The market cap of top Canadian growth stocks nosedived in 2022 as investors turned risk-averse amid macro weakness. However, this correction in value presents an opportunity to buy the shares of fundamentally strong companies and benefit from the recovery in their prices.
But before you invest, note that stock market volatility could stay elevated in the short term due to economic uncertainty. Thus, investors with a medium- to long-term outlook should invest in growth stocks to capitalize on the recovery.
In this article, I’ll focus on three Canadian stocks that are trading at a discount and could deliver stellar returns in the next five years.
Shopify (TSX:SHOP) stock dropped approximately 73% in 2022. A slowdown in growth and macro challenges weighed on its share price. However, Shopify is well positioned with its products to capitalize on the ongoing shift towards omnichannel platforms, which will likely drive its stock higher in the coming years.
Shopify stock has gained about 37% year to date. Meanwhile, it could deliver stellar returns in the next five years on the back of multiple growth catalysts.
Besides the secular sector trends, Shopify’s innovative products, investments in fulfillment and retail POS (point-of-sale) offerings, and expansion of merchant solutions bode well for growth. It will likely benefit from higher GMV (gross merchandise volume) processed through its Payments offerings. Moreover, higher adoption of its offline retail POS offerings will likely support growth. Further, the addition of multiple sales and marketing channels and the strengthening of fulfillment capabilities will drive its merchant base and support growth.
The slight moderation in growth rate and general market selling in technology stocks dragged Docebo (TSX:DCBO) down. However, this technology stock offers significant growth potential, given the strong demand. The company provides a corporate e-learning platform and has been delivering solid recurring revenues.
Furthermore, Docebo continues to benefit from a growing enterprise customer base, higher average contract value, increased revenues from its existing customers, and higher retention rate. Meanwhile, geographic expansion and strategic acquisitions will likely accelerate its growth and support its stock price.
The final stock on this list is goeasy (TSX:GSY). This subprime lender has been growing at a breakneck pace. Moreover, it is profitable and a top dividend-paying stock in Canada. Thus, the pullback in goeasy stock is a solid opportunity for buying.

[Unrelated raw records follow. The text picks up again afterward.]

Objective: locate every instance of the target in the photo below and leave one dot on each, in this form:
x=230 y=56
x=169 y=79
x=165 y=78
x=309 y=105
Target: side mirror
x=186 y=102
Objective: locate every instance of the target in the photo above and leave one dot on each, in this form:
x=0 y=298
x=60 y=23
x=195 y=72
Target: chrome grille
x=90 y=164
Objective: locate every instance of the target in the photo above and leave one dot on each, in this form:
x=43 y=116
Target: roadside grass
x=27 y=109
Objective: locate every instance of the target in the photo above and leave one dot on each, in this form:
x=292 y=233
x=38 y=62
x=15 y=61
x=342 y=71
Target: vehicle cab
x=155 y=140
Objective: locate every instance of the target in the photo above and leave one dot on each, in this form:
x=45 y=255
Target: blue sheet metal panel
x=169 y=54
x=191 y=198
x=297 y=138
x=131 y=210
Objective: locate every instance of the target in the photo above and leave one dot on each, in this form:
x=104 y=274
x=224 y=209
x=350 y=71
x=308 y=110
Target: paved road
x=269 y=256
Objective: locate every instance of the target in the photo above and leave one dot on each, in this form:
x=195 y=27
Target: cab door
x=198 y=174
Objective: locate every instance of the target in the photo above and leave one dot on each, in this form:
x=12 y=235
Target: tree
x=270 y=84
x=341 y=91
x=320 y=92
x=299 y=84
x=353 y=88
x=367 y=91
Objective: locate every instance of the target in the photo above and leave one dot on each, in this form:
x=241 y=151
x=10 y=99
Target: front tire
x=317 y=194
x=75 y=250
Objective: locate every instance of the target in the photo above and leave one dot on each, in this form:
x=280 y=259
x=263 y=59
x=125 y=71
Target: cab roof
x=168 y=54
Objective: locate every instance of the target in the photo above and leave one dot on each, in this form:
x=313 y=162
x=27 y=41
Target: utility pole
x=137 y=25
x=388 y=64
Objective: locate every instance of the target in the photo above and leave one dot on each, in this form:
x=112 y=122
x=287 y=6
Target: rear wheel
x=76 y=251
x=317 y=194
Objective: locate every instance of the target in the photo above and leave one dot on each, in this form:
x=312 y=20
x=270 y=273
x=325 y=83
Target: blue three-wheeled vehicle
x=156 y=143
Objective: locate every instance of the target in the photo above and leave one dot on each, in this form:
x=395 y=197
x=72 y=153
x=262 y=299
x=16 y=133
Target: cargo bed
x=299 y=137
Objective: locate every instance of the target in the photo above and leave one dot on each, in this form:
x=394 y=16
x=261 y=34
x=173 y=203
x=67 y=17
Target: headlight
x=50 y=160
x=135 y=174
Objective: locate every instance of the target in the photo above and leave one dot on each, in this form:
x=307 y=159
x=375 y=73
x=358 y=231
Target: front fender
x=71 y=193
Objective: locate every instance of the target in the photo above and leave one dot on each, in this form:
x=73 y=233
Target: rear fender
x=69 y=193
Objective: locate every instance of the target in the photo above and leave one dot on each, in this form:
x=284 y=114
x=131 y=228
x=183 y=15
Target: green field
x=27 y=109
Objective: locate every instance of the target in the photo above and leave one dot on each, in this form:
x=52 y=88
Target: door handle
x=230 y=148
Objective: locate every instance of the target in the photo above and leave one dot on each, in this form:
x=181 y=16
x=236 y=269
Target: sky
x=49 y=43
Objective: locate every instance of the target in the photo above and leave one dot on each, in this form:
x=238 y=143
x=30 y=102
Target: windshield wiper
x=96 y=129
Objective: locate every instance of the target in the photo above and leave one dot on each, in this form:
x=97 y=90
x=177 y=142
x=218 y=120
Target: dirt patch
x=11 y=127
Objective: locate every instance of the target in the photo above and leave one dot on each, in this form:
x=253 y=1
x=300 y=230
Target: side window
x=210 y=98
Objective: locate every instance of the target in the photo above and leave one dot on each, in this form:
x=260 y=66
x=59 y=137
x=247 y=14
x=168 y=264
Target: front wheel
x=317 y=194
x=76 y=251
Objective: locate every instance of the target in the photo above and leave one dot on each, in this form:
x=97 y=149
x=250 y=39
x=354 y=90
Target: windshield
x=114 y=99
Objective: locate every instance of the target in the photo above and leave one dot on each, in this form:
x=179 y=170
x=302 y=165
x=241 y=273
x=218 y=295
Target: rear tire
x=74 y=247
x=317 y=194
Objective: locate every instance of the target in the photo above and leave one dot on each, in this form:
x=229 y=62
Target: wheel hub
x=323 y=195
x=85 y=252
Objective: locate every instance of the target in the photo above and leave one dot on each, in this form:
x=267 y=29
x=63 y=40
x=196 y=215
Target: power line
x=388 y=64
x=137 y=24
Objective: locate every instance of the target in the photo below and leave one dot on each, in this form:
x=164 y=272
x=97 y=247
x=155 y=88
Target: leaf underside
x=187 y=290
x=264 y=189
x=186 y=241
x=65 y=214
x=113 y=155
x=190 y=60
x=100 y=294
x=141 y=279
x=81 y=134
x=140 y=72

Its top line has grown at a double-digit rate in the past decade. Moreover, higher loan originations and an increase in its consumer loan portfolio indicate that goeasy could continue to deliver solid revenue growth. Meanwhile, its strong credit quality and steady payment performance augur well for growth. Thanks to the ongoing momentum in its business, goeasy’s management projects double-digit revenue growth over the next couple of years. Moreover, goeasy expects its operating margins to expand by 100 basis points during the same period.
Overall, its wide product range, omnichannel offerings, increase in the loan portfolio, and steady credit performance will cushion its earnings. Moreover, goeasy could continue to enhance its shareholders’ returns through higher dividend payments.